Aujourd’hui, le plus intéressant n’est plus ce qui a provoqué la chute spectaculaire de Frank Jensen, c’est ce que sa démission va permettre. En deux semaines, l’histoire politique du Danemark a été marquée par la chute de deux leaders dans ce règlement de comptes avec le sexisme et les comportements déplacés dont nous connaissons le début, mais pas la fin, loin de là.
La série d’affaires que Frank Jensen a accumulées, telle une ombre noire, depuis trois décennies au sommet de la vie politique danoise devait, un jour ou l’autre à n’en pas douter, lui coûter les postes de maire de Copenhague et de numéro deux du parti social-démocrate [au pouvoir]. Son comportement lui a été fatal à deux reprises, l’indignité de ses actes et la gestion de la situation qui s’est ensuivie ayant toutes deux révélé un leader politique perdu qui n’a compris que bien trop tard (ou qui n’a pas compris du tout) la cause de sa chute.
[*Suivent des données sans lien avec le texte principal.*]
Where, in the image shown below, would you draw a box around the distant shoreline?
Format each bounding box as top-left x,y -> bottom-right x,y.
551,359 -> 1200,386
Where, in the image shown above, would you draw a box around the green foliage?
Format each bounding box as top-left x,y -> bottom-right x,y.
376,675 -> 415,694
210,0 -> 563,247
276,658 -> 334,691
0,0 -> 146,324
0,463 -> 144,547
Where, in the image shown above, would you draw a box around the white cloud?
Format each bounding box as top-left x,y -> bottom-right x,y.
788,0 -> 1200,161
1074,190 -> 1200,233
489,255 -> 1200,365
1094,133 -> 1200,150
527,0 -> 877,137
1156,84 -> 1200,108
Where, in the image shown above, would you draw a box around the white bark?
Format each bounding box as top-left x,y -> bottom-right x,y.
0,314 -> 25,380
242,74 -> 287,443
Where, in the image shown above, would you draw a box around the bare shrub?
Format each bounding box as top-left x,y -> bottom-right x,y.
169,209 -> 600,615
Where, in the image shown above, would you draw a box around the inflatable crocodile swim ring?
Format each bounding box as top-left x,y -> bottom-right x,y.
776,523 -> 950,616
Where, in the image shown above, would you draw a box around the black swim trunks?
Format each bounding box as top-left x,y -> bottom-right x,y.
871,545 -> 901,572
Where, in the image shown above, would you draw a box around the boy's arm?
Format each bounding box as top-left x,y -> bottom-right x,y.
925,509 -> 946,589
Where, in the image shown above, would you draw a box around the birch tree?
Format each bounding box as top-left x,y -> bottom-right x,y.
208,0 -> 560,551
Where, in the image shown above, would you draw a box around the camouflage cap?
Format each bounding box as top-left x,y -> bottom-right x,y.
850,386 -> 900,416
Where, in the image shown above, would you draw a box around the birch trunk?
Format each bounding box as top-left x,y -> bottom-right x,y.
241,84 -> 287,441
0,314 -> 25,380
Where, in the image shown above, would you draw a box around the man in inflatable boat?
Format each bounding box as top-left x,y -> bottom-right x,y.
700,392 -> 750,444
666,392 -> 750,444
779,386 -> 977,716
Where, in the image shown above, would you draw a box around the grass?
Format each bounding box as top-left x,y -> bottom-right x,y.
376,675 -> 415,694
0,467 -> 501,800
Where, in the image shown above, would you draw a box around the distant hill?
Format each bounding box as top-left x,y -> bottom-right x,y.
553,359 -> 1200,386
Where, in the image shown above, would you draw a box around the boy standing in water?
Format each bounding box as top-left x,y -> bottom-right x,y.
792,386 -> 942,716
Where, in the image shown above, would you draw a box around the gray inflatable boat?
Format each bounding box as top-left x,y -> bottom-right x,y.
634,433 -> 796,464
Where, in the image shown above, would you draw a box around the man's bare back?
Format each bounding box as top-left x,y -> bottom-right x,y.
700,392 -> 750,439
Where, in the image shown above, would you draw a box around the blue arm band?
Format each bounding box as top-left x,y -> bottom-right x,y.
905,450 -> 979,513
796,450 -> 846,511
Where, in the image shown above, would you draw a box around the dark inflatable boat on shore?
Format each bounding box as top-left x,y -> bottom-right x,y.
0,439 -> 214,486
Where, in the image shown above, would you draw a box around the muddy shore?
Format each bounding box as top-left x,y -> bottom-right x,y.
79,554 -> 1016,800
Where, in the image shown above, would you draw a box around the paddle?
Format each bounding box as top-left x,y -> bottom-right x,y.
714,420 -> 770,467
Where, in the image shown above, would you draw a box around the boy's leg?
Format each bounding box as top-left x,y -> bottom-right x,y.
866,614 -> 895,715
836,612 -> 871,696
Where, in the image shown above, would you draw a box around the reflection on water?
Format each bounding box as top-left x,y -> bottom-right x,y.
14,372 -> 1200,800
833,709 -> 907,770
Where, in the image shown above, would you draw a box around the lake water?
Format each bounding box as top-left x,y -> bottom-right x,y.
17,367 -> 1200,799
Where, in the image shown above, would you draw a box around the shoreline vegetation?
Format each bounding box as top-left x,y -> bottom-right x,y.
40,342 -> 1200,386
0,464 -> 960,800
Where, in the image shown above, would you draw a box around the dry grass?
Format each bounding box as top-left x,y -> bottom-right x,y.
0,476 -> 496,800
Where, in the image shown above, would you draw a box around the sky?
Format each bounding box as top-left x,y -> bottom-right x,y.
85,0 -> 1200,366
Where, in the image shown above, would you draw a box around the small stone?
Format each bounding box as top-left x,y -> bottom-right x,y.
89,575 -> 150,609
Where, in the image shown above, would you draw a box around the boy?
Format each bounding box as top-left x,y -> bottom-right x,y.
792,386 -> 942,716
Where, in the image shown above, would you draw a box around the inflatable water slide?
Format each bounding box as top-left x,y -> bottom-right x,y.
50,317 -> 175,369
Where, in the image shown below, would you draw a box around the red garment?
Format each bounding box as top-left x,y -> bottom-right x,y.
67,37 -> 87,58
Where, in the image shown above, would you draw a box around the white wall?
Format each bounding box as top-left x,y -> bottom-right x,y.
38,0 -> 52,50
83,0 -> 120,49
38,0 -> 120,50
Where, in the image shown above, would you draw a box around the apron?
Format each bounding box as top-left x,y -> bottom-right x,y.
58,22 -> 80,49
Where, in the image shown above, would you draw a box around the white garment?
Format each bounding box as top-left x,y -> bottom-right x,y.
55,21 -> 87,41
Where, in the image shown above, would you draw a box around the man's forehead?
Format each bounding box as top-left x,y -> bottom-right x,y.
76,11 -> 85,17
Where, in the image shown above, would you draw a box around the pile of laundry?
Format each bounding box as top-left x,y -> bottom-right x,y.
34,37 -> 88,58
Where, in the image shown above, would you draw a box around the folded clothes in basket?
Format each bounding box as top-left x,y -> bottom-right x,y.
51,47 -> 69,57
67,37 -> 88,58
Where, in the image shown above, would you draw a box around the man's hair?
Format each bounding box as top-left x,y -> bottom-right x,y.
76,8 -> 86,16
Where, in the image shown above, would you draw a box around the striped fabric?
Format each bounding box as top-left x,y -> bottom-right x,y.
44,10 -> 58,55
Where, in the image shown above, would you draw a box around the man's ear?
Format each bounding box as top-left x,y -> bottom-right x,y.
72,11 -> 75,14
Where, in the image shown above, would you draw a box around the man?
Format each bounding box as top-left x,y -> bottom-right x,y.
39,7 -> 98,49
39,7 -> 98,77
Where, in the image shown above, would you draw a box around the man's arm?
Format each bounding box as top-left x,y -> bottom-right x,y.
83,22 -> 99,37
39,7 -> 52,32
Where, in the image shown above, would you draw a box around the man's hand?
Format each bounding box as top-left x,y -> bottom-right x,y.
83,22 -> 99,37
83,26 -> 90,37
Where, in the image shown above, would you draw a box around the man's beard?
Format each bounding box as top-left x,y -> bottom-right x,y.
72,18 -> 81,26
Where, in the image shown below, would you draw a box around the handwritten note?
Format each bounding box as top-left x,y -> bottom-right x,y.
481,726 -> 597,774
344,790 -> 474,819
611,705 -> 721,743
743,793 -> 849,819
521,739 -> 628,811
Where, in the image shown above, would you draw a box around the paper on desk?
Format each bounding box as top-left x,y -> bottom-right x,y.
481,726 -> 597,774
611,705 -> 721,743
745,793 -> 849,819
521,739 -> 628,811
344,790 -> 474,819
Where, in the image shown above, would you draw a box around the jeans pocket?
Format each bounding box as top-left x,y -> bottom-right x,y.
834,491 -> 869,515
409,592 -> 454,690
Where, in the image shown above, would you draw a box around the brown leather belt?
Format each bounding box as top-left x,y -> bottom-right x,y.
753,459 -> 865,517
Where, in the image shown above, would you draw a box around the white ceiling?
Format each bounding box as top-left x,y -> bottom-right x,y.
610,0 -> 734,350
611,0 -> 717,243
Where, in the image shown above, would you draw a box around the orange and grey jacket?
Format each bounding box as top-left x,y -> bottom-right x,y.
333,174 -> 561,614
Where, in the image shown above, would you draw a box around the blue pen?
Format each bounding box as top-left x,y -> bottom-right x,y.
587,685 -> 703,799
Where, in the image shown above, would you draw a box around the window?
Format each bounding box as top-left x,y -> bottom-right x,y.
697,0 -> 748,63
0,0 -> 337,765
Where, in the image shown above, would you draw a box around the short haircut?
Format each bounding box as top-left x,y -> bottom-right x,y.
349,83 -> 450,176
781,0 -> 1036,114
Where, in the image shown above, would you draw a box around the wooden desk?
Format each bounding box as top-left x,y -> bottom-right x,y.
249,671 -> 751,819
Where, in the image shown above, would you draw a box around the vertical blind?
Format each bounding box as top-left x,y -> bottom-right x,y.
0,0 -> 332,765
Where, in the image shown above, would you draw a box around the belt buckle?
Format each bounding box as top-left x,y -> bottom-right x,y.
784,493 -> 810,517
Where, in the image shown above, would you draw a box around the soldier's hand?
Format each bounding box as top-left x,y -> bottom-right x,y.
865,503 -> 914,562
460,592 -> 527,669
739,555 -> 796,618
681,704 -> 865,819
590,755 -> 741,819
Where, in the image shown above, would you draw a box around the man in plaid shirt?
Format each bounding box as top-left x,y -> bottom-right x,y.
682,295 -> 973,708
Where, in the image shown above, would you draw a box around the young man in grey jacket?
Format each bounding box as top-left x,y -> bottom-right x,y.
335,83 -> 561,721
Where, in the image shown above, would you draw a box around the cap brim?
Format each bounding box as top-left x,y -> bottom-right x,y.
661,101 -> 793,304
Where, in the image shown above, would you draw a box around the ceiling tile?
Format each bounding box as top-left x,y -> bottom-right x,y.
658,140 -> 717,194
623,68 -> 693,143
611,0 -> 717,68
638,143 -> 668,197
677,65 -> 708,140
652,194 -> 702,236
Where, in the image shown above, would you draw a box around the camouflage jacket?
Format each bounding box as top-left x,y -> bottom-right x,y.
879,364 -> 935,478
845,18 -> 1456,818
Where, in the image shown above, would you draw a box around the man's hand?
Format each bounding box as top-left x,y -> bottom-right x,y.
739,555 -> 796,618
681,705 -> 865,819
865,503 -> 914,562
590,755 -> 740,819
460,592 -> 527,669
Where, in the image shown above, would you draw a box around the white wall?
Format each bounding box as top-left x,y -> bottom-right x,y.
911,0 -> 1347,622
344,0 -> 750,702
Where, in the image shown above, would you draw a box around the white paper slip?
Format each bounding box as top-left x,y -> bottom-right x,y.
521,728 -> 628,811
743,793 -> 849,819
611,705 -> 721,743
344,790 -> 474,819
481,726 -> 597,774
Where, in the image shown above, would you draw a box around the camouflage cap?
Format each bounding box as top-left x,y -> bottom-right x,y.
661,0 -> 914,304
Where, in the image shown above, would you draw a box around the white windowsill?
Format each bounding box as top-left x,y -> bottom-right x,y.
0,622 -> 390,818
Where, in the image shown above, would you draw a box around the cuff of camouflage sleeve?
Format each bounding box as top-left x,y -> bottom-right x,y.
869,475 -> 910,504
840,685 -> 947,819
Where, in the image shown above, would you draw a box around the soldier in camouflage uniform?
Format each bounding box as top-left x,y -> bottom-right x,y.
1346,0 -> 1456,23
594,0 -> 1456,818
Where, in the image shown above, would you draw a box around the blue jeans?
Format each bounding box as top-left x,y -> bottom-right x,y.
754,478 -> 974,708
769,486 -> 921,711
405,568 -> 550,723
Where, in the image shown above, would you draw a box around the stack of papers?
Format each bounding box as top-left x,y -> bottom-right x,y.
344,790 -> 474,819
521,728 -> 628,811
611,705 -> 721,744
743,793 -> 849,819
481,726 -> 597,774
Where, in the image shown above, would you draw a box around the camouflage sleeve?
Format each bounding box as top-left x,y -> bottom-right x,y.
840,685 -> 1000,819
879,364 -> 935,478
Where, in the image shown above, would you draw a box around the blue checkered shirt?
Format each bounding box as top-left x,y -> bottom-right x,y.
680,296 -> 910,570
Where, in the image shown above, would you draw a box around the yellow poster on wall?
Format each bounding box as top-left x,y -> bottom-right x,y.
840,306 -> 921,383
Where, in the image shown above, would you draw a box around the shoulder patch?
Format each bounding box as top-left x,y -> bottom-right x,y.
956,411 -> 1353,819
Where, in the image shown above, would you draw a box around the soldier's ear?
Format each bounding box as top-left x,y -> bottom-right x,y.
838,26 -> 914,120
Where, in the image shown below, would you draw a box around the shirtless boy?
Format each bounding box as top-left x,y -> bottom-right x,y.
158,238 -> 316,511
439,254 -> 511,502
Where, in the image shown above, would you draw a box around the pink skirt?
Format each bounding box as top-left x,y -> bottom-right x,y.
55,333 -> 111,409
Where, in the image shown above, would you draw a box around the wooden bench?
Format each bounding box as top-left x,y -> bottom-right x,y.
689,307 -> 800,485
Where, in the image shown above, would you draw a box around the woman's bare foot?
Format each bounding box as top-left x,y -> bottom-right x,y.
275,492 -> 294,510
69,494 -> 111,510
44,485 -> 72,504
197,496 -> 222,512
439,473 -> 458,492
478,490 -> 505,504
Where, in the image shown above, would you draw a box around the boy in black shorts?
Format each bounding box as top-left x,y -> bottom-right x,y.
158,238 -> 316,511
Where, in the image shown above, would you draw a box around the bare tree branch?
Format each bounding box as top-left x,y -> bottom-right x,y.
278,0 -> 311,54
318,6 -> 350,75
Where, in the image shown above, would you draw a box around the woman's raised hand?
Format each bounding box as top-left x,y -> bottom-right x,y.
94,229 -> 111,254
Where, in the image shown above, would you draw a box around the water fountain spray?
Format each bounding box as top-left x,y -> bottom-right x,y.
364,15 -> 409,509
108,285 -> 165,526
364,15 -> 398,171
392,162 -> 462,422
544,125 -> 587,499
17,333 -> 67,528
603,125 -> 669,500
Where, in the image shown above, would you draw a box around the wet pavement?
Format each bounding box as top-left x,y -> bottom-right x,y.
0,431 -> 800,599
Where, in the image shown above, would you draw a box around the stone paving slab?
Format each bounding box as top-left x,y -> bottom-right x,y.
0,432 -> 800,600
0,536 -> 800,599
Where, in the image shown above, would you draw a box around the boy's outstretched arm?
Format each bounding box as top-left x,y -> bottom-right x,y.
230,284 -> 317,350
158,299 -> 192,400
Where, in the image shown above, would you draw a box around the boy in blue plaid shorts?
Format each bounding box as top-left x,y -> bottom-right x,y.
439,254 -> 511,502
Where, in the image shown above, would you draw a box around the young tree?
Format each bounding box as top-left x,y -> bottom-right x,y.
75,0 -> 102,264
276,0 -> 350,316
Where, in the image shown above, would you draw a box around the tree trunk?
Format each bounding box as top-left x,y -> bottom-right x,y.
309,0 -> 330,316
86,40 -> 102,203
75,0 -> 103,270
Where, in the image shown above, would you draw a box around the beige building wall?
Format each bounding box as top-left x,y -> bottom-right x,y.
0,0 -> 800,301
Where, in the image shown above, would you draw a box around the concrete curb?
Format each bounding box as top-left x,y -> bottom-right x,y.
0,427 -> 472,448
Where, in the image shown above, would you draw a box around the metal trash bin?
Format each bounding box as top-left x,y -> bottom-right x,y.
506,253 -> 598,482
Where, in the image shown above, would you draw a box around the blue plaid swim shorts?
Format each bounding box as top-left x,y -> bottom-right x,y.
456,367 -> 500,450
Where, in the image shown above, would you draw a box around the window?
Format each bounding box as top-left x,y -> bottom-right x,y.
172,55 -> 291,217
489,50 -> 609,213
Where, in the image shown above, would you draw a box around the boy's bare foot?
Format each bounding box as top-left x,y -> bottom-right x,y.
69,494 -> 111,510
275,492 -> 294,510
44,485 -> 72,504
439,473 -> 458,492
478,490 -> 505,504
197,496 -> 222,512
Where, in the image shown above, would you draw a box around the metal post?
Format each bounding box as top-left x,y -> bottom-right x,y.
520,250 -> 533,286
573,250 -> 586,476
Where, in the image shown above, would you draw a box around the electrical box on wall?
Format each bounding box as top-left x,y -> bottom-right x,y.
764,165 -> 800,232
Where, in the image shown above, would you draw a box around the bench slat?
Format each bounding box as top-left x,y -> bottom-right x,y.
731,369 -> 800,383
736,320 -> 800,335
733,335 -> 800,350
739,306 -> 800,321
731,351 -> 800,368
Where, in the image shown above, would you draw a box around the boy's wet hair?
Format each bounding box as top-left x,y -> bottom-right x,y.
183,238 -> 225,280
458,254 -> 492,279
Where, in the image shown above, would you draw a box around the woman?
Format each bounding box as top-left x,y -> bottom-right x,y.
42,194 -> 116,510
La politique danoise bouleversée
D’abord, Frank Jensen a abusé de son pouvoir par des comportements offensants à l’égard d’un nombre important de femmes. Ensuite, il a aggravé cet abus de pouvoir en offensant deux des femmes déjà offensées. Il a intimidé l’une d’elles lors d’un entretien téléphonique et a attaqué l’autre en partageant une publication haineuse sur Facebook.
Frank Jensen a essayé de réparer une erreur fatale en commettant une nouvelle erreur fatale, et sa dernière tentative désespérée pour trouver une solution a surtout révélé qu’il n’a jamais véritablement compris son propre problème. Si l’ancien maire était manifestement incapable de voir le danger par lui-même, il faut espérer que Mette Frederiksen, présidente du parti [et Première ministre], étonnamment taciturne, ait apporté son aide en interne et ait été à la hauteur de ses responsabilités à la tête du parti.
Le départ de Frank Jensen ne doit pas faire date uniquement dans sa propre vie politique, mais aussi pour l’ensemble du mouvement #MeToo, qui a bouleversé la politique danoise avec une force que peu avaient anticipée.
Prise de conscience nécessaire
Aujourd’hui, il peut être tentant d’attendre le prochain règlement de comptes. Qu’en est-il de son camarade de parti, le ministre des Affaires étrangères Jeppe Kofod, qui, il y a douze ans, a eu des rapports sexuels avec une jeune fille de 15 ans ? Il y a cependant une différence fondamentale entre les deux affaires : Jeppe Kofod a exprimé ses regrets et ses excuses pour son comportement honteux. Et il vient de renouveler ces excuses.
Lors de la prochaine phase de confrontation nécessaire avec le sexisme, il sera décisif de voir si les coupables comprennent que les temps ont changé. Morten Østergaard [chef du Parti social-libéral, qui a démissionné début octobre] l’a compris trop tard, et Frank Jensen toujours pas, apparemment. Or ceux qui souhaitent réellement se positionner dans le bon camp de cette bataille culturelle doivent pouvoir reconnaître leurs erreurs, s’excuser et se faire pardonner.
Le départ de Morten Østergaard et de Frank Jensen ne signifie pas forcément que tous les hommes qui ont fauté doivent tomber. Mais si les dirigeants demeurent incapables de prendre conscience de leurs abus de pouvoir, il n’y a qu’une option : dehors ! C’est ce que Morten Østergaard et Frank Jensen viennent d’apprendre à leurs dépens. Espérons que d’autres sauront en tirer les enseignements.